Car selon le document de présentation de cette nouvelle stratégie, le secteur est actuellement sous financé en Europe, contrairement aux États-Unis. Si l’investissement privé est en légère croissance (4,7 milliards de dollars en 2024 en Europe contre 1,3 milliard en 2023), les start-up "peinent à financer leur passage à l’échelle et leur industrialisation".

Des volets militaires et civils

Autant de facteurs qui ont "fragilisé la compétitivité des acteurs industriels européens", selon la stratégie nationale spatiale. L’objectif pour le chef de l’État est donc de répondre aux enjeux de concurrence et de compétitivité afin d’assurer la place de la France et de l’Europe dans l’espace. "L’espace n’est plus un sanctuaire, c’est devenu un champ de bataille", a prévenu Emmanuel Macron.

Outre les volets militaires en matière de défense active avec le déploiement dès 2027 de satellites capables de surveiller, inspecter et contrer les menaces en orbite, les enjeux industriels et de compétences sont nombreux. Parmi les principaux chantiers, Emmanuel Macron a cité le développement de "futurs lanceurs autour de la réutilisation, la propulsion à bas coût, la motorisation à forte poussée".

Une structuration attendue au niveau européen

"Le spatial français ne peut être crédible et même souverain qu’avec une industrie compétitive", a indiqué Emmanuel Macron. Il appelle notamment à repenser le modèle industriel et commercial, de l’amont à l’aval.

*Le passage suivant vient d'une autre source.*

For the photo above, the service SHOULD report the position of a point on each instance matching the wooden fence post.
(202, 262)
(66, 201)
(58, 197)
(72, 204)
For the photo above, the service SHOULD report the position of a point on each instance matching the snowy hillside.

Objectif : "s’insérer sur le marché mondial, sur le plan commercial mais aussi technologique", en consolidant certains acteurs et en associant les entreprises historiques et celles du "new space" comme la start-up girondine HyPrSpace, la rémoise Latitude ou encore MaiaSpace.

Selon la nouvelle stratégie nationale spatiale, "les filières industrielles doivent se structurer au niveau européen, le seul niveau raisonnable pour s’insérer durablement dans la concurrence internationale". L’émergence de "champions transnationaux" est citée, à l’image de la création récemment annoncée d’un géant européen du secteur spatial entre Thales, Airbus et Leonardo.

Des compétences nécessaires

Pour répondre à ces enjeux industriels, "il faut se doter d’une politique nationale des compétences à horizon 2 040", a déclaré Emmanuel Macron. Selon la stratégie nationale spatiale, cette politique devra anticiper les besoins, structurer l’offre territoriale de formation, pérenniser les meilleurs projets issus de France 2 030 et "maintenir l’excellence scientifique et technique qui fonde notre souveraineté".